5.7. Le projet européen Oasis de création de biens communs numériques

La production et la préservation des données, « biens communs » numériques, doivent être une priorité. Il est urgent de protéger cette richesse de sa prédation par les géants du web américains (voir Partie 1, section 2.1.). Il convient donc d’organiser, de manière efficiente et en réseau, l’ouverture, la standardisation et le stockage des données.
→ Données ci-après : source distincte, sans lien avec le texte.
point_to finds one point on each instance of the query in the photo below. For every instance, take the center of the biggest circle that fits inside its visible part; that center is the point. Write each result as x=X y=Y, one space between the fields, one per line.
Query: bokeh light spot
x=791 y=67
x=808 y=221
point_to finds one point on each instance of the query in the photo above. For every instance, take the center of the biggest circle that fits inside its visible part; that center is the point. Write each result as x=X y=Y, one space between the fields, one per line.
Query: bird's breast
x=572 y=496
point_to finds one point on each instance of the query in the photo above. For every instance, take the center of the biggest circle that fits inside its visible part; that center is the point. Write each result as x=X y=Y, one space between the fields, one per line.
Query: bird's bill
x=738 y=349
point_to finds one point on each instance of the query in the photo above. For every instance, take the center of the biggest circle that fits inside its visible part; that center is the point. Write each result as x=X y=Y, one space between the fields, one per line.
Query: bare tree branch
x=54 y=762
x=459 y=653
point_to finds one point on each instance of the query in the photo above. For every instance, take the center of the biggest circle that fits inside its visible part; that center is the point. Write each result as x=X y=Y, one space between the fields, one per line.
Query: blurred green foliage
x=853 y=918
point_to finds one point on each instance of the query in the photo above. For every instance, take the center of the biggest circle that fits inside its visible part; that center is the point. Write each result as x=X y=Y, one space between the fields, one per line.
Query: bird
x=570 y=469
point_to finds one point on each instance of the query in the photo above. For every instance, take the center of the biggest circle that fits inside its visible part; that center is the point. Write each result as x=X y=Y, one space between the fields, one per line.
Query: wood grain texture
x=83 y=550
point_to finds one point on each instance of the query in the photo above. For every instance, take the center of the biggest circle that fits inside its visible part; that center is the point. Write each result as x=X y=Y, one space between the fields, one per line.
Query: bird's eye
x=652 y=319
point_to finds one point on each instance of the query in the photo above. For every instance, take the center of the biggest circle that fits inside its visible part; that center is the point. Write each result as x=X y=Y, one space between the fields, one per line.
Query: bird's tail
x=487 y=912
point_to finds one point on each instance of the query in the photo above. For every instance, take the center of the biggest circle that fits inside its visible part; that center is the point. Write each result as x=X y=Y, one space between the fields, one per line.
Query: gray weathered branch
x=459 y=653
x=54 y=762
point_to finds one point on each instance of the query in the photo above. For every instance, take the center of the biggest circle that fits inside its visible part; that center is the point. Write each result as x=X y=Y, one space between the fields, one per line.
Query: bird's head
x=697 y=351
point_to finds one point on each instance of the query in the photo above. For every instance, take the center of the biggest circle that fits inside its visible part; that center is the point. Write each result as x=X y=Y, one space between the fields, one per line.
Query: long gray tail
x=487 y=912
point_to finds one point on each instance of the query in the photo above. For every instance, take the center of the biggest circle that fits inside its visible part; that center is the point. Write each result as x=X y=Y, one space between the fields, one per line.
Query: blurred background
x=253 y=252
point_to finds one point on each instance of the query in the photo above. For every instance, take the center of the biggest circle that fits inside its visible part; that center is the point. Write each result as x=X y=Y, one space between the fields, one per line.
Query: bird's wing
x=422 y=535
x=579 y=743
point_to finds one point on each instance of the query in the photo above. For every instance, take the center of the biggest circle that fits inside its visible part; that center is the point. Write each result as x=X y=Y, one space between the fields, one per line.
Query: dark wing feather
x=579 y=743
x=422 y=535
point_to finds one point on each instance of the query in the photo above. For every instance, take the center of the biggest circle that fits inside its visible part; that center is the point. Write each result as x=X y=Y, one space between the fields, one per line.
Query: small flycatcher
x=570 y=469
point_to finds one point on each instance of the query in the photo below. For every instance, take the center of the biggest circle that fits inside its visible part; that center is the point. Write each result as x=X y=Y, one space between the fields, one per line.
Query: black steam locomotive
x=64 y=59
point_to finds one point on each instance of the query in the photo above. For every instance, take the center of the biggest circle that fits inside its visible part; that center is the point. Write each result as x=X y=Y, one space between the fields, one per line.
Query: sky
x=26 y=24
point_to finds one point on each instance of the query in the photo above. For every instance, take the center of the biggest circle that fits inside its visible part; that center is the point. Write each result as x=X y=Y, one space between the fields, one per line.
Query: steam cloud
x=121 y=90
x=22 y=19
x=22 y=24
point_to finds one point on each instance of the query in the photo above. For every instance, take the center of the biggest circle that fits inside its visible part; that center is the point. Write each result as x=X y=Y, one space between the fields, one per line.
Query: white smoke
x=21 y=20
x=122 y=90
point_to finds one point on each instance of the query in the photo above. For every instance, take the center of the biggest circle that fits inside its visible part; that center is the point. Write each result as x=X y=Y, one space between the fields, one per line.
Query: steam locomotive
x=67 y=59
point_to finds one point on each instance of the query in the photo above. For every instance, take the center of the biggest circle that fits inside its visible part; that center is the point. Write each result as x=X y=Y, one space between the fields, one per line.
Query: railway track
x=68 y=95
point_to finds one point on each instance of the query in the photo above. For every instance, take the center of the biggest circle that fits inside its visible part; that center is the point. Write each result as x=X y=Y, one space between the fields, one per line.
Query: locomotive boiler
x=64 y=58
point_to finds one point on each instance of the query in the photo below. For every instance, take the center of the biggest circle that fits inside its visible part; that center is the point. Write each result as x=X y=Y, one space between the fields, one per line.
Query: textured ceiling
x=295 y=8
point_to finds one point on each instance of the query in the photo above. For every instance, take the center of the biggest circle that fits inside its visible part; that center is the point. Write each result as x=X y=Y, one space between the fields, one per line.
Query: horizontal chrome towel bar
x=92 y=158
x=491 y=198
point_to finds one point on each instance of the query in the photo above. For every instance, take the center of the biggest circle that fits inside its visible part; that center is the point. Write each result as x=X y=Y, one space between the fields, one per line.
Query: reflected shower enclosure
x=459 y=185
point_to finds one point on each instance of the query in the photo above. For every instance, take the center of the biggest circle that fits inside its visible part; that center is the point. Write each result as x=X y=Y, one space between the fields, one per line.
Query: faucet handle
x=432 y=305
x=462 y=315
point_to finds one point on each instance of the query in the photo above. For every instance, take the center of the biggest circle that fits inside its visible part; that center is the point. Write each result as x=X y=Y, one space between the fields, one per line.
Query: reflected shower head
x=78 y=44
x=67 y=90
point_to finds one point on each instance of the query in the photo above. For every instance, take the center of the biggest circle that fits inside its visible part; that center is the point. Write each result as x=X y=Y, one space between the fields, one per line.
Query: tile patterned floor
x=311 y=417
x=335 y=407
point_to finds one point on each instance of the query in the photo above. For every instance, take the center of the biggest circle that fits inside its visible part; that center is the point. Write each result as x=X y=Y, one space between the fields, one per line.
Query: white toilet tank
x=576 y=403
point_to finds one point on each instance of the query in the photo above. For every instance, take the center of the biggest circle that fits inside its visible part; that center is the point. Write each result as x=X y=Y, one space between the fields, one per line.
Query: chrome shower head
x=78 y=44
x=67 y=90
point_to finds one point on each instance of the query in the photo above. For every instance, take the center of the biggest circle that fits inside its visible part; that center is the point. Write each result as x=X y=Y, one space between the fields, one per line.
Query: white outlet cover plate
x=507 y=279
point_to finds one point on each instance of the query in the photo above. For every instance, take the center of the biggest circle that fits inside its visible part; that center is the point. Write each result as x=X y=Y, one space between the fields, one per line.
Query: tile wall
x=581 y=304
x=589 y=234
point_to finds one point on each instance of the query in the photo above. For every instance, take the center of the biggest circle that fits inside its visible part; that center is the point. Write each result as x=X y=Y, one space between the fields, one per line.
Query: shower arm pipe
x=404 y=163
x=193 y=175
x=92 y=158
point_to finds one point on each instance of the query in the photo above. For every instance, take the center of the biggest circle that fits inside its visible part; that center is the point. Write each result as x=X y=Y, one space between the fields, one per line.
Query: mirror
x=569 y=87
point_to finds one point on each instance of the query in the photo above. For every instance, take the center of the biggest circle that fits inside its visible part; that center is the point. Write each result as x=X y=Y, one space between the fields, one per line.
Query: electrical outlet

Sophie Houzet, du Pôle numérique de la Drôme, souligne une condition nécessaire pour prendre une longueur d’avance dans ce domaine : réfléchir, dès à présent, collectivement et collaborativement « aux modalités d’exploitation et de réutilisation de ces données, au-delà du Big data, en accompagnant les expérimentations citoyennes et l’émergence de nouveaux modèles économiques autour de la liaison des données ». Suivant cette ambition, le département de la Drôme pilote depuis 2012 le projet OASIS3, cofinancé par l’Union européenne dans le cadre du programme cadre de compétitivité et d’innovation4, et conduit avec cinq pays (l’Angleterre, l’Espagne, l’Italie, la Bulgarie et la Turquie). L’objectif du projet est d’être le trait d’union entre les collectivités, les entreprises et les citoyens pour le développement local et la création d’un bien commun.

1 Connu sous l’acronyme AWATAD : anywhere, anytime, any device.

2 En anglais « Government as a platform », concept de Tim O’Reilly, initiateur de l’expression Web 2.0.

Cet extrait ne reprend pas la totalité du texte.